In order to receive a 10bn-euro (£8.5bn; $12.8bn) ‘bailout’ next month, it will have to carry out measures against the 800,000 Cypriots that the IMF describes as ‘challenging’.

The IMF insists that Cyprus, an economy whose annual output is roughly 17 billion euros, must provide cuts and savings worth 4.5% of gross domestic product by 2018, to hit a primary-surplus target of 4% of GDP.

These cuts will come on top of savings worth 5% of GDP the government is already implementing through to 2015.

Bank depositors with more than 100,000 euros will lose up to 80% of their money.

The IMF said that the deal with its Troika partners, the European Union (EU) and the European Central Bank (ECB), will be sealed by early May.

Cyprus became the first country in the eurozone to bankrupt its depositors in order to secure a Troika bailout.

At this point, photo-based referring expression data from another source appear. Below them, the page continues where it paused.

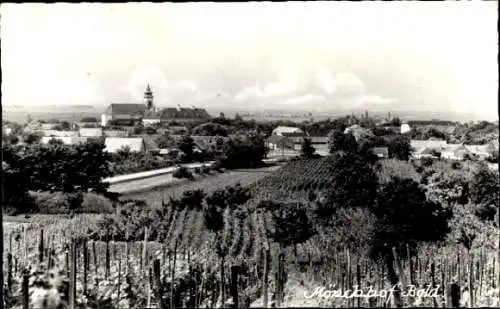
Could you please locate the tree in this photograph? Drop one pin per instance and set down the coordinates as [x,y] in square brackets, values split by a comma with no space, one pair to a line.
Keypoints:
[243,152]
[165,141]
[89,119]
[292,225]
[395,122]
[339,141]
[32,138]
[404,216]
[399,147]
[150,130]
[186,145]
[484,191]
[354,182]
[210,129]
[16,198]
[307,150]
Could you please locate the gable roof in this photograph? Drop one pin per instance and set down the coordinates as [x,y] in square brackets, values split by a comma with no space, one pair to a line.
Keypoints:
[418,145]
[381,151]
[59,133]
[67,140]
[113,144]
[282,130]
[175,113]
[128,109]
[483,149]
[90,132]
[319,139]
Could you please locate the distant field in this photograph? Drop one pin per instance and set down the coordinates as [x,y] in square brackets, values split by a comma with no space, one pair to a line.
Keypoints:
[21,116]
[155,196]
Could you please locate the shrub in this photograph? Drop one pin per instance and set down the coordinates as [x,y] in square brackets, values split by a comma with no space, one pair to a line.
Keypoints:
[93,203]
[183,172]
[63,203]
[426,161]
[205,169]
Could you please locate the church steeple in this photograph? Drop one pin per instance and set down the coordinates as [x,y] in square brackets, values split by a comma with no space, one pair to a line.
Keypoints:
[148,98]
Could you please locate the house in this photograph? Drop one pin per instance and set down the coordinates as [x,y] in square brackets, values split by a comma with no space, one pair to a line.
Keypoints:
[48,126]
[428,152]
[123,111]
[277,142]
[419,145]
[357,131]
[114,144]
[405,128]
[479,151]
[150,121]
[456,152]
[115,133]
[288,131]
[58,133]
[90,132]
[381,152]
[178,129]
[181,114]
[67,140]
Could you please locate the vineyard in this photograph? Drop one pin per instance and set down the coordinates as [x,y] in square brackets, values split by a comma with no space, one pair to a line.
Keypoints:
[161,254]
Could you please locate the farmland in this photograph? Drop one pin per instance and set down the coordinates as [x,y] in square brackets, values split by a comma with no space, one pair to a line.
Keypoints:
[115,254]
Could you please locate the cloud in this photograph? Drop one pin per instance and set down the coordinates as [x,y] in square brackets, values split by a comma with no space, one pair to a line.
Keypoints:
[319,91]
[342,85]
[307,100]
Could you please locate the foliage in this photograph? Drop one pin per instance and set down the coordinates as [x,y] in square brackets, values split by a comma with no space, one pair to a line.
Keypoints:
[150,130]
[230,196]
[182,172]
[243,152]
[16,197]
[32,138]
[186,145]
[449,189]
[339,141]
[354,180]
[89,119]
[165,141]
[292,225]
[307,150]
[403,216]
[67,168]
[210,129]
[399,147]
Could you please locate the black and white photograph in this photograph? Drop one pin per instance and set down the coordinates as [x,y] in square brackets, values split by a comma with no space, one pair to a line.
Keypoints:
[327,154]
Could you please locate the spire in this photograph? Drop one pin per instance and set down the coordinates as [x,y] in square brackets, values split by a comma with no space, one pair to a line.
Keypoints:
[148,97]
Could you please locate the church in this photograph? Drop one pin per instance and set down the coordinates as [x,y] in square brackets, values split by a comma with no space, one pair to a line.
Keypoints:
[147,113]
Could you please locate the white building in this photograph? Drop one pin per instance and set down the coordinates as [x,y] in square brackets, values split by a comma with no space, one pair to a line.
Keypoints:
[90,132]
[114,144]
[67,140]
[405,128]
[286,131]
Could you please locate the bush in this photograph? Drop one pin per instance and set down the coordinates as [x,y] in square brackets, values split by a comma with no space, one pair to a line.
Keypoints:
[183,172]
[93,203]
[426,161]
[205,169]
[64,203]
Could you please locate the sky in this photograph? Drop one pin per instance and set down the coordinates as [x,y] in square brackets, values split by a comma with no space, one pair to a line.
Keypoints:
[318,56]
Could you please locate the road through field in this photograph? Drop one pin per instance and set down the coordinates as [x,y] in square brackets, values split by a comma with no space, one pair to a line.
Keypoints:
[160,187]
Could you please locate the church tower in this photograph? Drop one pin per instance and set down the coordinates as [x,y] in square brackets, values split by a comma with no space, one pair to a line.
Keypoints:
[148,98]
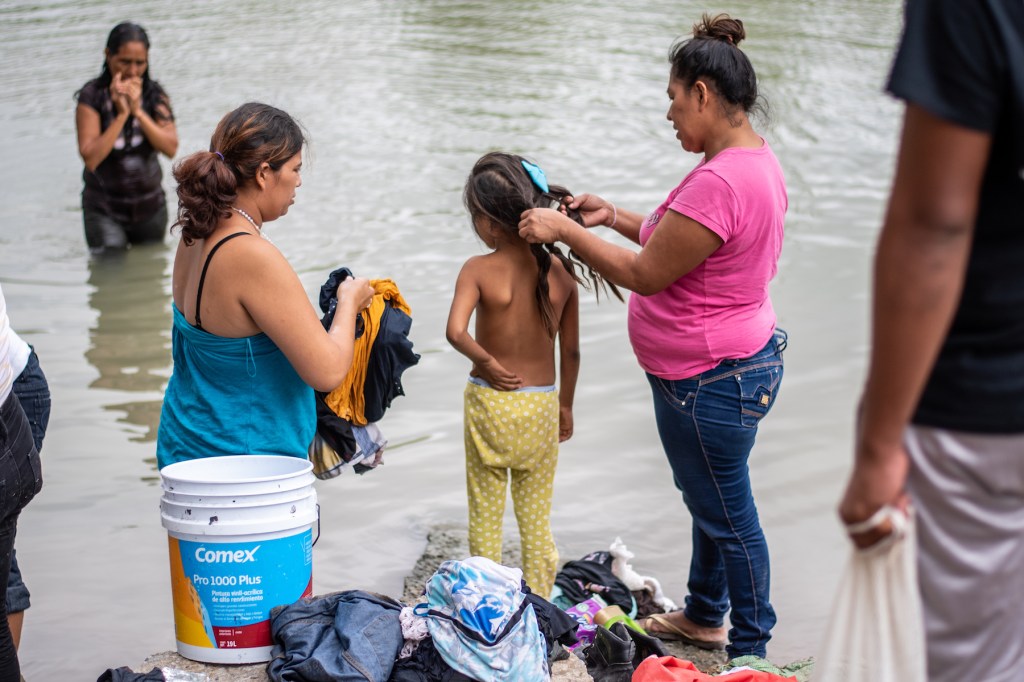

Meanwhile, in Greece seafarers, dockers, port staff and railway workers went on national strike yesterday against privatisation plans.

The Troika representatives are already in Athens where they dictated to the Greek government the privatisation of all ports, railways and airports and the sacking of at least 5,000 public sector workers and civil servants by this June.

Airport workers will stage a 24-hour national strike against privatisation today.

Not a single ferry sailed from the Greek ports on Wednesday morning as seafarers formed walls in front of the ships.

Greek railways OSE workers are staging national stoppages from 4-11pm for the rest of the week.

On Tuesday morning hundreds of ship-building workers held a rally outside the Defence Ministry in Athens demanding financial aid to the Skaramanga shipbuilding yard, the biggest in Greece, against closure.

The president of the ship-builders trade union V. Karakitsos, along with the president of the Metalworkers Federation, Y. Stefanopoulos, met with the Defence Minister Panos Panayiotopoulos to plead for financial aid.